Gorky's Zygotic Mynci

The Brickyard, Vancouver BC - October 11, 2003

BY Michael WhitePublished Nov 1, 2003

What exactly do you want, people? Having had to stand among your pathetic company for the better part of an evening, I demand some answers. By which I don't mean Gorky's Zygotic Mynci, of course, but the thin, disengaged, self-satisfied audience that was responsible for this potentially transcendent event becoming the most unnecessarily dispiriting night of the year.

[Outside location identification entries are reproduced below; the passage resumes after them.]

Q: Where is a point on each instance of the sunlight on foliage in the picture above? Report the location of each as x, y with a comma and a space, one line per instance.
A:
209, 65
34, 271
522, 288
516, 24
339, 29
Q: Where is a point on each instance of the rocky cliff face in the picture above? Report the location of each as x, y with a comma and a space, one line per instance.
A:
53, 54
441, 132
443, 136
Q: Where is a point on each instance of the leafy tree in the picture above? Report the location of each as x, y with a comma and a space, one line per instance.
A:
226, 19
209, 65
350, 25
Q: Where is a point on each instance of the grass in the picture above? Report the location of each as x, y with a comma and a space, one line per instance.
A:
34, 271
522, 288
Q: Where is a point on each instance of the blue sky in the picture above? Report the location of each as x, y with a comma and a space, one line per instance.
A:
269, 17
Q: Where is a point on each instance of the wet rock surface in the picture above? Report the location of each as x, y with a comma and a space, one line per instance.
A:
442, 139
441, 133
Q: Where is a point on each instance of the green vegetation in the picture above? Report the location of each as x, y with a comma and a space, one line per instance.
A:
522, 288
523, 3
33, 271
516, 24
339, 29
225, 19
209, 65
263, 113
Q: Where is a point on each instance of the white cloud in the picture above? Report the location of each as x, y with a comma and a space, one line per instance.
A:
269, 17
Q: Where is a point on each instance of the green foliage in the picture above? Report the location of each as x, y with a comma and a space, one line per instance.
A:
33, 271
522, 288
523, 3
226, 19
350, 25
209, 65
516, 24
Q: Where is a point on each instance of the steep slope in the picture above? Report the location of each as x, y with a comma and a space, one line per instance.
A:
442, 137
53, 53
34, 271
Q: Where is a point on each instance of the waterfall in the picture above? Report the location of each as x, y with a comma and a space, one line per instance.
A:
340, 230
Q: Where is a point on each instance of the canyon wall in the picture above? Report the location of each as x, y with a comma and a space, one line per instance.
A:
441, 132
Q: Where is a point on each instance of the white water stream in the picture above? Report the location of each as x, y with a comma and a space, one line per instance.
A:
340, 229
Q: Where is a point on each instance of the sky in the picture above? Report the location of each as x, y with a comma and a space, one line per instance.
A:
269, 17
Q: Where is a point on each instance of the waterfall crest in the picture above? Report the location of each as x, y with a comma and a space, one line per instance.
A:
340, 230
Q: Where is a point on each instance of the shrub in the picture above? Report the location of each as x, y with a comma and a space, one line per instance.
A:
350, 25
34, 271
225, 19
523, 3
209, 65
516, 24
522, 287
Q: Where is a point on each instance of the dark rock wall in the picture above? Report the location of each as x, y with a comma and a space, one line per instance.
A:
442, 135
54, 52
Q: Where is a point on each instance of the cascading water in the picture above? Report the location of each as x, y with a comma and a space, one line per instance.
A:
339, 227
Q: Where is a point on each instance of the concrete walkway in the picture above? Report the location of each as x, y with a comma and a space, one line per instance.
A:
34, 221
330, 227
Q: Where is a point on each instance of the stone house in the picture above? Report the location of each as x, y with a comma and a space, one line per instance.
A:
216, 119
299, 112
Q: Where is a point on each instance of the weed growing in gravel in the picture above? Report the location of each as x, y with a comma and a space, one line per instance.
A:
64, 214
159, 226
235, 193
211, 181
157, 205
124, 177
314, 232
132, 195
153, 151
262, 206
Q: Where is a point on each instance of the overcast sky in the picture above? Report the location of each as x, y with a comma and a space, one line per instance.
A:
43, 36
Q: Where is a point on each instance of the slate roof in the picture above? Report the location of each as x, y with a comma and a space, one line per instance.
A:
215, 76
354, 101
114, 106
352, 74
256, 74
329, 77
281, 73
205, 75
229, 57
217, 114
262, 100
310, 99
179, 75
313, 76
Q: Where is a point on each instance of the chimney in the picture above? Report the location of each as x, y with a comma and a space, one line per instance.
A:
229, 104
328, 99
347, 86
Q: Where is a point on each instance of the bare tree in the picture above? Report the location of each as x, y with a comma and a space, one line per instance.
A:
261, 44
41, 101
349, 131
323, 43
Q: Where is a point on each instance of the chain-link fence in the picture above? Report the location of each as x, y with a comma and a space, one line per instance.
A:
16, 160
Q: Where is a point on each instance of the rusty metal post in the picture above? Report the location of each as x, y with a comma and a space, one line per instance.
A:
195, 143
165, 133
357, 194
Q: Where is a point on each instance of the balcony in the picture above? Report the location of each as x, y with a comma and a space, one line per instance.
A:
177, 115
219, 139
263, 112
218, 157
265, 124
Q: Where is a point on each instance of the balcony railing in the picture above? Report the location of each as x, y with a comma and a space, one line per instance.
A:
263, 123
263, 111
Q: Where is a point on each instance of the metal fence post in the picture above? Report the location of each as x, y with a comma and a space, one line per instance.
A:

It was no fault of the band; the wondrous Welsh sextet brought to the stage the quiet confidence and melodic grace of every moment of its decade-plus career — an improbable alchemy of pop, folk, psychedelia and country that was perhaps more moving onstage than on record for the fact that it was transpiring in the midst of such opposed surroundings. And what did you do? You stood in stone silence when urchin-like singer Euros Child sweetly introduced himself. You loudly discussed the excruciating minutiae of your romantic and academic lives during the hushed loveliness of "Christina" and "Faraway Eyes." You walked away, apparently satisfied, when a second encore would have been ours for the asking. I could have cried. I could have spat and overturned tables. But your apathy had sucked the life out of me, and so I departed for home knowing that this rare and rarely seen band likely will never brighten our city again, and the local music press will continue to wring its hands over the fact that Vancouver so seldom plays host to the international touring bands that our Seattle neighbours enjoy as a matter of course. And I'll know who is to blame.